Happy birthday, Gina.  Mommy and Daddy love you bunches!

The Currency of Fatherhood is TIME

Justin Brackett is up next in By Dads For Dads.  I’ve gotten to know Justin really well over the last year.  We have so much in common, I knew from the start, a great friendship would develop.  We finally met in person at CES in January.  He is a quality guy and passionate about his family and 2 kids.  You can find Justin on Twitter at @justinthesouth.  You can also find him at Social Village, Develop Socially, and Abiah!

A few weeks ago there was a story about a career day at a middle school on local TV . Near the end of the story, the crew found a young boy to ask the question of the hour: “So, when you grow up what do you want to do?”  The boy without hesitation said “A state highway patrol man.”

In that moment your heart can’t help but swell with pride and joy that this young guy at such a young age know without a doubt what his calling was.

Then, he followed up his comment… “Then I can see my dad!.”
It hit me.

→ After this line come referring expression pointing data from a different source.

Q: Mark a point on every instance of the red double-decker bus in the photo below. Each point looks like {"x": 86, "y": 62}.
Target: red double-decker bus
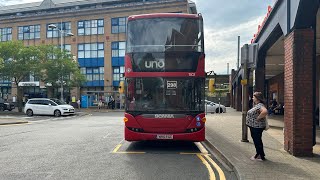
{"x": 165, "y": 77}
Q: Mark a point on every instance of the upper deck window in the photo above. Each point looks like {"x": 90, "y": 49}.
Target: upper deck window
{"x": 5, "y": 34}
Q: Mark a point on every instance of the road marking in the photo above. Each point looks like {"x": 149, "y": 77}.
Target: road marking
{"x": 215, "y": 165}
{"x": 183, "y": 153}
{"x": 210, "y": 170}
{"x": 117, "y": 148}
{"x": 201, "y": 148}
{"x": 18, "y": 124}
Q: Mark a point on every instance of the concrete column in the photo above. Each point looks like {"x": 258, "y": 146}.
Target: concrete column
{"x": 298, "y": 90}
{"x": 260, "y": 79}
{"x": 239, "y": 97}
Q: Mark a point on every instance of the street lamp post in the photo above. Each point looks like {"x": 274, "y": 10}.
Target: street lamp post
{"x": 62, "y": 32}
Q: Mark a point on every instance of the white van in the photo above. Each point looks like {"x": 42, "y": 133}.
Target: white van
{"x": 45, "y": 106}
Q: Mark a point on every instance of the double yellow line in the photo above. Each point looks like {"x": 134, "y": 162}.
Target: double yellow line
{"x": 203, "y": 156}
{"x": 207, "y": 161}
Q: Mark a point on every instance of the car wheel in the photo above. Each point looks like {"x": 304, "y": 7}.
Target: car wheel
{"x": 57, "y": 113}
{"x": 29, "y": 112}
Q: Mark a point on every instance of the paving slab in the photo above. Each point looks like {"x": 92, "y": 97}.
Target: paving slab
{"x": 223, "y": 134}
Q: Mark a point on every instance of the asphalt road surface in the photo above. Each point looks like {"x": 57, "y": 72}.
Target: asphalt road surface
{"x": 92, "y": 147}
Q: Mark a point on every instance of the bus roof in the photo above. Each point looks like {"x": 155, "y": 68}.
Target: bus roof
{"x": 165, "y": 15}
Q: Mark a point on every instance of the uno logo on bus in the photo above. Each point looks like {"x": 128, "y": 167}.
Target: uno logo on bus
{"x": 163, "y": 116}
{"x": 172, "y": 84}
{"x": 154, "y": 64}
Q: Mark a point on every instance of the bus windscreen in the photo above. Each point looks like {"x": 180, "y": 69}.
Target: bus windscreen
{"x": 164, "y": 35}
{"x": 159, "y": 94}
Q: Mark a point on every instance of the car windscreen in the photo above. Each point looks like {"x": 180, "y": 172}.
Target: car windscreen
{"x": 157, "y": 94}
{"x": 59, "y": 102}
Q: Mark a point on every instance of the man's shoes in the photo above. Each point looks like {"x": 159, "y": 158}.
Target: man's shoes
{"x": 253, "y": 158}
{"x": 257, "y": 158}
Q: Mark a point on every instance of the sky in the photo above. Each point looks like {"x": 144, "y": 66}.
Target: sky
{"x": 224, "y": 21}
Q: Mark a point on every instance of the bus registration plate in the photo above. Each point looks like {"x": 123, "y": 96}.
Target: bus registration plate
{"x": 164, "y": 136}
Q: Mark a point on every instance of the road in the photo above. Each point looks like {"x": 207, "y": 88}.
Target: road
{"x": 92, "y": 147}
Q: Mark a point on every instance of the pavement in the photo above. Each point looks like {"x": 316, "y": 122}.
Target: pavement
{"x": 223, "y": 138}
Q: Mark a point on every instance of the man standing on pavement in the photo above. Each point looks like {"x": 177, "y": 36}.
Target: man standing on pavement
{"x": 256, "y": 121}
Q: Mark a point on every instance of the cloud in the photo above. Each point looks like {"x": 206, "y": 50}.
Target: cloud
{"x": 221, "y": 44}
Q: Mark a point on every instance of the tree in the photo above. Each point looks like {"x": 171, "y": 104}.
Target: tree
{"x": 58, "y": 67}
{"x": 18, "y": 63}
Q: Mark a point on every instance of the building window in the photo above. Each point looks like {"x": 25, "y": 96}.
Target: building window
{"x": 89, "y": 27}
{"x": 118, "y": 49}
{"x": 93, "y": 74}
{"x": 118, "y": 25}
{"x": 52, "y": 33}
{"x": 118, "y": 73}
{"x": 5, "y": 34}
{"x": 29, "y": 32}
{"x": 94, "y": 50}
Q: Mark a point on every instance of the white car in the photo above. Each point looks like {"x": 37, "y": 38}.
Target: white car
{"x": 45, "y": 106}
{"x": 212, "y": 107}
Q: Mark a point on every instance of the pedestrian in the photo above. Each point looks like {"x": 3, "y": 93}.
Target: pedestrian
{"x": 78, "y": 102}
{"x": 256, "y": 121}
{"x": 100, "y": 104}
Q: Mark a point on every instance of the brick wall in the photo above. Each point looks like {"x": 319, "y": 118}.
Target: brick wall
{"x": 276, "y": 84}
{"x": 298, "y": 92}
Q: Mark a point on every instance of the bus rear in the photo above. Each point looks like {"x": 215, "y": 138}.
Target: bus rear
{"x": 165, "y": 78}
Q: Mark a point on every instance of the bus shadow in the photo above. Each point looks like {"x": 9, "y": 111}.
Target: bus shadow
{"x": 162, "y": 147}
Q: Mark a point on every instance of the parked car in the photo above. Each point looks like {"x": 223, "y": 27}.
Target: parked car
{"x": 212, "y": 107}
{"x": 6, "y": 105}
{"x": 45, "y": 106}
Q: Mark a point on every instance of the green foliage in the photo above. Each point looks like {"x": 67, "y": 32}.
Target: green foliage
{"x": 48, "y": 63}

That young middle school aged boy, the future of society, was speaking out for the millions of children out there… who were aching to see their dad. He was telling the story of our potential future. When we become busy, noisy, distracted- we spend less time with the investment in our children, our legacy.Did you know that the American Camping Association reports that parents have less than 90 mins a month, in meaningful conversation with their kids! A MONTH!! When did it become acceptable to be passively shirk your responsibilities? Is parenting really not a big deal? Are we really that busy?

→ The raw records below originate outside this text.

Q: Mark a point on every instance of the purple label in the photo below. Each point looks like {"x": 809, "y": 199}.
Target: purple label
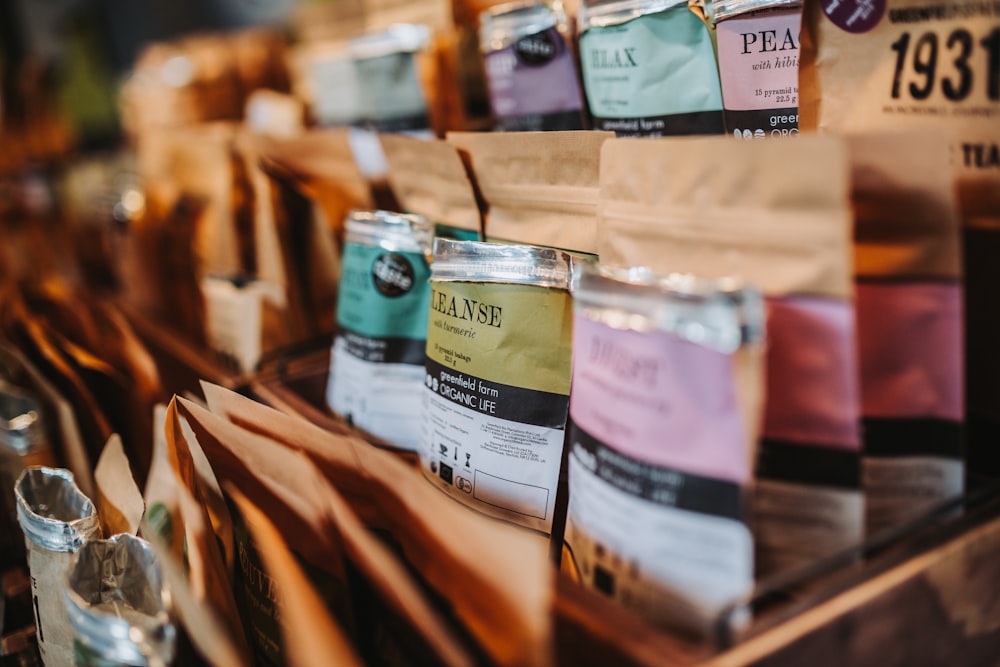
{"x": 534, "y": 85}
{"x": 759, "y": 71}
{"x": 658, "y": 399}
{"x": 854, "y": 15}
{"x": 812, "y": 373}
{"x": 910, "y": 341}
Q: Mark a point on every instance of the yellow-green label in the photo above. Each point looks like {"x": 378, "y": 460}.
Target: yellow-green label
{"x": 517, "y": 335}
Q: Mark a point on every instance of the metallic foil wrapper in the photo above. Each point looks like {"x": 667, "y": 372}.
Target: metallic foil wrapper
{"x": 473, "y": 261}
{"x": 721, "y": 314}
{"x": 392, "y": 231}
{"x": 117, "y": 605}
{"x": 57, "y": 519}
{"x": 53, "y": 512}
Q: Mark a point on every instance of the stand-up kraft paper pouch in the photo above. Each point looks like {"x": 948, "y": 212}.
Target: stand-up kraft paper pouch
{"x": 429, "y": 179}
{"x": 57, "y": 519}
{"x": 775, "y": 214}
{"x": 540, "y": 187}
{"x": 909, "y": 310}
{"x": 925, "y": 66}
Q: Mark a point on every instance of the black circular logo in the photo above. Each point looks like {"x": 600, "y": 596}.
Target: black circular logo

What is motivating your kids today to make decisions that will affect them the rest of their life?
Until you read this you may have not been aware at how often the iPhone is in your hand or how often your attention is with something else… maybe you did not realize that your child, no matter how young notices your behavior. We lead by example, our character is not a part time, multi tasked gig- it’s a full time lifestyle.My buddy Michael Jr. has a term for that “Lack-a-daddy.”
It’s the term describing absent fathers- those who are physically or even mentally present.

You can even look at the news headlines- there are tragic stories of parents choosing Farmville or Facebook over caring for their children. It doesn’t have to be that extreme to impact your child’s life. Are we living our love for our children? Are we showing them in action that we are passionate about their growth and place in this world?

What would a generation look like if a handful of us fathers banded together to make a commitment to have healthy boundaries and priorities? To choose to love and protect our kids before that task or job or email or app or device… to give our children the attention they deserve. Do we trust God enough to allow Him to align our priorities? What legacy are you leaving in your children? Is it distracted, impatient, diluted, unhappy? Or is it focused, honorable, loving, generous?

Are we willing to become Fathers and men by living with character and leading our families? Are we courageous enough to shatter the status quo of being busy with intentional living and leading? If we do, and are present and listen, it will be one of the most gracious acts of love we can give anyone, especially our children. Are we willing to sacrifice that email, blog comment, retweet, traffic to our site for the love of our children? Does any of that really matter in comparison to our future and legacy?

The way we love our children is the purest form of discipleship. Today, I put down my phone, close my laptop, and press the big ignore button, nothing matters more than my kids. Today I choose love. Who is with me?